In this, my practice has moved more towards abstraction, which addresses my concerns as a painter more. There is a freedom in this territory, which is challenging and liberating.

 

Each canvas begins without a predetermined image, without a destination. It is demanding, uncertain, and charged with discovery—a space where painting becomes less an image and more an experience of risk, intuition, and persistence.
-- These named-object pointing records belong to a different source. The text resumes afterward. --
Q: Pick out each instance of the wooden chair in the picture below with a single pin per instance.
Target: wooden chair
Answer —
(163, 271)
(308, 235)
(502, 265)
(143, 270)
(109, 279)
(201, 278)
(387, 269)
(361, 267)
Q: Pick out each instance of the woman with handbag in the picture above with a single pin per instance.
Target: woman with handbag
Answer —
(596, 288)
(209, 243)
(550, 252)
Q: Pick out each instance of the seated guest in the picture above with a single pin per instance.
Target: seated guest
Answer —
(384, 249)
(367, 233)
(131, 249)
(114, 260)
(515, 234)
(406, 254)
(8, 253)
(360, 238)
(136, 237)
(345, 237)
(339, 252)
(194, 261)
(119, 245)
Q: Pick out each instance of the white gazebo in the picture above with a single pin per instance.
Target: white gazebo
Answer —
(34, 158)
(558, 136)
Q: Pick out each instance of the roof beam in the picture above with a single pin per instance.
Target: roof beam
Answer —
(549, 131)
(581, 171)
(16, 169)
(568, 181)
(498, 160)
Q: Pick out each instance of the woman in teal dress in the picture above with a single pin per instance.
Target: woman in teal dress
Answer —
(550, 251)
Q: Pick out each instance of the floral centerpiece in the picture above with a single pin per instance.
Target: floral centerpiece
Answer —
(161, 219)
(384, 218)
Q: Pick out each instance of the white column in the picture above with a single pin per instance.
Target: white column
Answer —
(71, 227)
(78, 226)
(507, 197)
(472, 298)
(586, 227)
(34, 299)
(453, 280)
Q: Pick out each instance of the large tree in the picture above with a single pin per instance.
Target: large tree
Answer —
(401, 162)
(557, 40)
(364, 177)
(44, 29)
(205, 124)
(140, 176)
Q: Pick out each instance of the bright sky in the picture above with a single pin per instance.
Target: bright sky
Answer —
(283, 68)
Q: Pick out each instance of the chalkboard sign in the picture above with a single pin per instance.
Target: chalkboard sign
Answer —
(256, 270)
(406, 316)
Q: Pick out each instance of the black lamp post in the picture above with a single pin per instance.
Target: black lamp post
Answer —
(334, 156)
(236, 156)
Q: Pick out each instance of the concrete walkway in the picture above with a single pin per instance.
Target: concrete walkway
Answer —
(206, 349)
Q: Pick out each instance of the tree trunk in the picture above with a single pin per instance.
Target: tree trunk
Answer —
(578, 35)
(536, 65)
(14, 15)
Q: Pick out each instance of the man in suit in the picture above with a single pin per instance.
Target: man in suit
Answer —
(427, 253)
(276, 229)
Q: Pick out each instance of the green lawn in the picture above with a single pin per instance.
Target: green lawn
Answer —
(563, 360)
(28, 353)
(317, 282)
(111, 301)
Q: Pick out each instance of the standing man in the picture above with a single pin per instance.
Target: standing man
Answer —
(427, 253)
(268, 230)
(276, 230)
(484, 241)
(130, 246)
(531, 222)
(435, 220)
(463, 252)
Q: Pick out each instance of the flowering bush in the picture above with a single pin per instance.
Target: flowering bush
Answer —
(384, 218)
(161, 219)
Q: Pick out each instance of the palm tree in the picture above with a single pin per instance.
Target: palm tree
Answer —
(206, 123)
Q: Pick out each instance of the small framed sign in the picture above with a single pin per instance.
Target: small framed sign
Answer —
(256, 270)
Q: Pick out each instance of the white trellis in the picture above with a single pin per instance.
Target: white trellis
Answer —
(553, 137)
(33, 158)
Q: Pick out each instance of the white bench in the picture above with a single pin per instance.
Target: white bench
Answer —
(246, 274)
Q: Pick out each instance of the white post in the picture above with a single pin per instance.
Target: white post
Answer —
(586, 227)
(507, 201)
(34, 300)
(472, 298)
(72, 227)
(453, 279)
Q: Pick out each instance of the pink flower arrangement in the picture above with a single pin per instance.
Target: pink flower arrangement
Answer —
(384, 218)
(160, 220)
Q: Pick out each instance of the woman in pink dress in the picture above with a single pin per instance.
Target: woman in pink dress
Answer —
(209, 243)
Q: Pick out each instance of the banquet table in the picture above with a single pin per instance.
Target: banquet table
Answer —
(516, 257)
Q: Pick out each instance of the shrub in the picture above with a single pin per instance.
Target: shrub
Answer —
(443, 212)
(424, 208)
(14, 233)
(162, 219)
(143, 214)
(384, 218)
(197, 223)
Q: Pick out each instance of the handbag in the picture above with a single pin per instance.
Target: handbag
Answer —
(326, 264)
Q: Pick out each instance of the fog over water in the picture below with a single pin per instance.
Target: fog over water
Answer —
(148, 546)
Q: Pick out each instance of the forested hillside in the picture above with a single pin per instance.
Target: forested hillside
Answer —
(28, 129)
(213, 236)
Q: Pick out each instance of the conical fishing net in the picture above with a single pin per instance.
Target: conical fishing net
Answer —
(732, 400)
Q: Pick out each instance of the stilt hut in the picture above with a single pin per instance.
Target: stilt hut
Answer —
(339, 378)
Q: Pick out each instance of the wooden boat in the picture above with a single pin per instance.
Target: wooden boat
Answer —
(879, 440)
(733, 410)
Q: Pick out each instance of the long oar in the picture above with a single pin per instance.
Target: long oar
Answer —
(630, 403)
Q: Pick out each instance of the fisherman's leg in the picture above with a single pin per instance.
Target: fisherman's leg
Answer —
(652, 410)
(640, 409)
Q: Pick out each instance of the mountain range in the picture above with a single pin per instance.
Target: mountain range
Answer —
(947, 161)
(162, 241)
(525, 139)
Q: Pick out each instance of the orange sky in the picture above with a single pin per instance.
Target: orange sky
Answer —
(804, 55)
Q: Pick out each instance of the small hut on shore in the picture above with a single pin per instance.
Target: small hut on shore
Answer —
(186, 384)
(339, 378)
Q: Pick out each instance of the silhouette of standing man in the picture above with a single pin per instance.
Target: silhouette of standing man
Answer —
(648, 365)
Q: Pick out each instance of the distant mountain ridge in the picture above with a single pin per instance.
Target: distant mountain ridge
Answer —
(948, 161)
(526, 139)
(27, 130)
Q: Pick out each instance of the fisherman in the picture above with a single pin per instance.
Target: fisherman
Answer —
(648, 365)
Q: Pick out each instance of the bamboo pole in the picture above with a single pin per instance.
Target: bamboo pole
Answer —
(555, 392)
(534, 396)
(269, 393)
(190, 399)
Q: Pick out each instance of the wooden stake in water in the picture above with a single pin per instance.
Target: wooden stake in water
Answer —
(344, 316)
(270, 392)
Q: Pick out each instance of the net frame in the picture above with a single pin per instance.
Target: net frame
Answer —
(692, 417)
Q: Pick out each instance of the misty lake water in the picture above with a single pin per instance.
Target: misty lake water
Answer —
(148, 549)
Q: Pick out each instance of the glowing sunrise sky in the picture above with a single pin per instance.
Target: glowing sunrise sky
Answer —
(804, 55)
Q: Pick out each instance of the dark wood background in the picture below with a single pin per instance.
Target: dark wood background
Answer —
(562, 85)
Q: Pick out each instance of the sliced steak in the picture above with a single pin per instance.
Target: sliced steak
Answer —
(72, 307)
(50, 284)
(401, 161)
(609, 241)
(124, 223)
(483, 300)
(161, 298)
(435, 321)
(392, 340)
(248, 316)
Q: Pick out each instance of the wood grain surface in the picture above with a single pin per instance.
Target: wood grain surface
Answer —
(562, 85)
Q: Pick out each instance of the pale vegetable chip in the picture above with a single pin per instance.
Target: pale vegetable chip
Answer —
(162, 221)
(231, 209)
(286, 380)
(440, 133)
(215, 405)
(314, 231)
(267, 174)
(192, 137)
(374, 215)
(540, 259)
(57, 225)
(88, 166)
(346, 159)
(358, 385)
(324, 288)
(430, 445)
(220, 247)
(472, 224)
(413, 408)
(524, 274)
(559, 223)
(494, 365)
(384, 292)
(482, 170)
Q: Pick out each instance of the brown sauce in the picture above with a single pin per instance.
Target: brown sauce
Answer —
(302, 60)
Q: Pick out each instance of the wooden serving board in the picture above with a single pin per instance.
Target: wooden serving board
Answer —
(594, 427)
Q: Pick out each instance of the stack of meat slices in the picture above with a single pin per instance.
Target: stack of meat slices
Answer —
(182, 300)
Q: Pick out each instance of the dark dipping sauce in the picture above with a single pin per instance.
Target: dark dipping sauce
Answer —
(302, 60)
It is here that I find both my deepest engagement and my most rigorous challenge.

 

Composition does not arrive through planning but through a sustained cycle of accumulation and erasure, assertion and surrender, until the painting’s own structure emerges and the light

I have been searching for finally surfaces with the last marks.

 

 

ABOUT THE COTTON SERIES

 

These painting are a blend of both of my histories

as a painter in that they are figurative and abstract. In moving to Louisiana, I came to experience cotton fields and the imagery of cotton for the first time. In coming to explore cotton in paintings, I work to create soft, breathing passages that recall cotton fields. I think about cotton floating weightless against the bright Southern sky. From that I build abstract density to this image. The forms that emerge are not observed but felt—rising from memory, imagination, and the present moment. They hover between the recognisable and the unnamed. And always, behind the softness, lives the weight of cotton’s history in this place—present in the background, part of the atmosphere itself.

 

 

BIOGRAPHY

Saliha Calegan is a French-American painter based in Baton Rouge, Louisiana. She grew up in Alsace, France, and attended Le Quai, École Supérieure d’Art de Mulhouse. After a period working in magazine and fashion in Paris, she returned to Alsace, where a former professor mentored her reengagement with oil painting and the discipline of the studio. That return marked

a decisive commitment to painting as a sustained, physical practice—one that continues to shape her work today. Calegan moved to the United States in 1999. She holds both French and American nationality. Her work has been exhibited in Louisiana, Texas, North Carolina, New Hampshire, Massachusetts, and Georgia. Her large-scale oil paintings on linen continue to evolve—in conversation with abstract expressionism and impressionism, but guided by her own voice and an ongoing dialogue between instinct, materiality, and the physicality of paint.